E proprio dalle nebbie di tale prospettiva, non può che emergere l’immagine di un mondo virtuale, senza senso, regolato da un “pifferaio invisibile”, che con la sua arcana musica trattiene “grandi” e “piccoli” all’interno di un regno dissacrato. Senza forma. E senza Re.



[1] R. Hanson afferma che non è mai possibile una “osservazione immacolata” dei fenomeni, poiché gli asserti osservativi che esprimono i dati empirici, sono sempre “carichi di teoria”. In base a questa osservazione, ci sembra possibile penetrare il senso ultimo di una teoria scientifica, che si riveste dei contenuti ideologici dello scienziato, spesso fonte della stessa indagine conoscitiva. Confronta N. R. Hanson, in A. Rebaglia, Scienza e verità – Introduzione all’epistemologia del Novecento, Paravia, Torino 1997, p. 154 e seguenti.
[2] <<La tendenza dominante nella fisica moderna segue Eraclito. Tuttavia, il Logos di Eraclito era una dialettica vaga: un discorso che non si originava dal concreto, né vi ritornava; mentre solo una dialettica concreta [materialistica, ndr] è in grado di cogliere la natura dinamica degli oggetti fisici>>, E. Bitsakis, Basi della fisica moderna, Ed. Dedalo, Bari 1992, p. 23.
[3] <<Credo nel dio di Spinosa che si rivela nell’armonia di tutto ciò che esiste, ma non in un dio che si occupa del destino e delle azioni degli esseri umani>>, telegramma inviato da Einstein a Rabbi Herbert S. Goldstein, <<New York Times>>, 25 aprile 1929, p. 60, col. 4.

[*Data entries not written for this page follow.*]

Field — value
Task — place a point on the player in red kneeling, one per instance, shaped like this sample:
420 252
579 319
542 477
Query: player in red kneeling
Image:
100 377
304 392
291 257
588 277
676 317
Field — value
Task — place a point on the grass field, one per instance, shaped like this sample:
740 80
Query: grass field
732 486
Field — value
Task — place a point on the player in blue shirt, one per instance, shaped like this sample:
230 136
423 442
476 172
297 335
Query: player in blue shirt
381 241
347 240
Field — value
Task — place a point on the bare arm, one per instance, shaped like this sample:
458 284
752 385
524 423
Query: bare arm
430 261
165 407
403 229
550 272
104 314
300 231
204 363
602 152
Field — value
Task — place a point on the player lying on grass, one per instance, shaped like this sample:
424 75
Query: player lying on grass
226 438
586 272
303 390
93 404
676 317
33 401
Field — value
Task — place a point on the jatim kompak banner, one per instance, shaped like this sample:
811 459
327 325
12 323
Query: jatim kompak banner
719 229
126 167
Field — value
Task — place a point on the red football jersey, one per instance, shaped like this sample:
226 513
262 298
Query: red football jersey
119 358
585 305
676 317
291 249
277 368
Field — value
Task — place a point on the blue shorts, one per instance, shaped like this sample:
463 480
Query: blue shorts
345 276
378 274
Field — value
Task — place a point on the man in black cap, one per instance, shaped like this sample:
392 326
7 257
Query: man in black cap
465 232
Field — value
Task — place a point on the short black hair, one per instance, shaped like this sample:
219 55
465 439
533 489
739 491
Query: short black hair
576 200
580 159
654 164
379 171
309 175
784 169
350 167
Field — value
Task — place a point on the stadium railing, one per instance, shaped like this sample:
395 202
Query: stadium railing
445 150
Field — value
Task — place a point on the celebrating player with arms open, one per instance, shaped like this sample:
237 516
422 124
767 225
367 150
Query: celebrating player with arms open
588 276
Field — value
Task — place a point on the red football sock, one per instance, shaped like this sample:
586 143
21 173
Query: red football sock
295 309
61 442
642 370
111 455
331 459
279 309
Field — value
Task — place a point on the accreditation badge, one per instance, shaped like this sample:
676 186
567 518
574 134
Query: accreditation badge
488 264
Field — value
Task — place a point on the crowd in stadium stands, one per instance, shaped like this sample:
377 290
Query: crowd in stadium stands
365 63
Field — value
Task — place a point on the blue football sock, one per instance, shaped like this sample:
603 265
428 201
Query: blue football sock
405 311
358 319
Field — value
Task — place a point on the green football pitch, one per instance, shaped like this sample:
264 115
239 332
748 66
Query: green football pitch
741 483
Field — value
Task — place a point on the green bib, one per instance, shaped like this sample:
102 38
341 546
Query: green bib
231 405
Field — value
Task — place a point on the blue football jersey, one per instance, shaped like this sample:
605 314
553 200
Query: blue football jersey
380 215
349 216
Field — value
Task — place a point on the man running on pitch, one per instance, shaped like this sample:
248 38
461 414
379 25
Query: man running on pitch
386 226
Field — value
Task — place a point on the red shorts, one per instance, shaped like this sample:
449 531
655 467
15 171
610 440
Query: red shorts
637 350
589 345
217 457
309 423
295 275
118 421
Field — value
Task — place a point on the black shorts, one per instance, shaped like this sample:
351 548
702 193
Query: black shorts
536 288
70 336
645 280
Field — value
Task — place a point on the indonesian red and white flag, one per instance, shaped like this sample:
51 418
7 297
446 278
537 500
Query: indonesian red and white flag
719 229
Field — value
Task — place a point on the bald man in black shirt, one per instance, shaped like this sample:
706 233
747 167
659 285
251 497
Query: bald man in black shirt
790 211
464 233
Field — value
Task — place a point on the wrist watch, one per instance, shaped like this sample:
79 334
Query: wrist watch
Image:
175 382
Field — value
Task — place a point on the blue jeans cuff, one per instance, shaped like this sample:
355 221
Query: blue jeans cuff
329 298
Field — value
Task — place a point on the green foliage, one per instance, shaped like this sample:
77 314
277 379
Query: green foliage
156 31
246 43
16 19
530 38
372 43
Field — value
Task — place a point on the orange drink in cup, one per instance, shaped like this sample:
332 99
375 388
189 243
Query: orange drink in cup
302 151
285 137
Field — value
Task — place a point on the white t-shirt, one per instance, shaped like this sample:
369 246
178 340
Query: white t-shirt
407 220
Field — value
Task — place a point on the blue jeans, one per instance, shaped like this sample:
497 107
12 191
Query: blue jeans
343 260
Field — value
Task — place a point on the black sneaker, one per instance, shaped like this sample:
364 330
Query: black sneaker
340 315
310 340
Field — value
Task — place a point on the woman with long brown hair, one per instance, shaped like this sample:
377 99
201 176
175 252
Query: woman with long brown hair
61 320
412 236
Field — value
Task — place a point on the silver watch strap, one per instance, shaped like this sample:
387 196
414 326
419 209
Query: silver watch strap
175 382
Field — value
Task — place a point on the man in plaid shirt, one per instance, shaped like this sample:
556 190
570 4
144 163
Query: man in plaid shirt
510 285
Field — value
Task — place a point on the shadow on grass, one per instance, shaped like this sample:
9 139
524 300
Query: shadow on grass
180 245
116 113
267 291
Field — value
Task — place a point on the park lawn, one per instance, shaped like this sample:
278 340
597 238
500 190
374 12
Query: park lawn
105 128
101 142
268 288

[4] Lettera di Einstein a Hedwig Born, 18 aprile 1920.
[5] A. Einstein, Pensieri di un uomo curioso, Mondadori, Milano 1997, p. 124.
[6] Confronta G. Di Bernardo, La ricostruzione del Tempio, Marsilio, Venezia 1996, p. 71 e seguenti.
[7] M. Caleo, Galileo l’anticopernicano, Dottrinari, Salerno 1992, p. 34.
[8] Citato in S. L. Jaki, Dio e i cosmologi, Libreria Editrice Vaticana, Città del Vaticano 1991, p. 66 e nota 17.
[9] A. Einstein, Pensieri di un uomo curioso, citato, p. 112.
[10] Ibidem, p. 119.
[11] Ibidem, p. 110.
[12] Giovanni di Salisbury a proposito della dottrina aristotelica dell’astrazione. In E. Gilson, La filosofia di San Bonaventura, Jaka Book, Milano 1994, p. 11.
[13] A. Einstein, Pensieri di un uomo curioso, citato, p. 109.
[14] F. de Felice, Gli incerti confini del cosmo, Mondadori, Milano 2000, p. 28.
[15] A. Einstein, Pensieri degli anni difficili, Boringhieri, Torino 1965, p. 74.
[16] A. Einstein, Pensieri di un uomo curioso, citato, p. 110.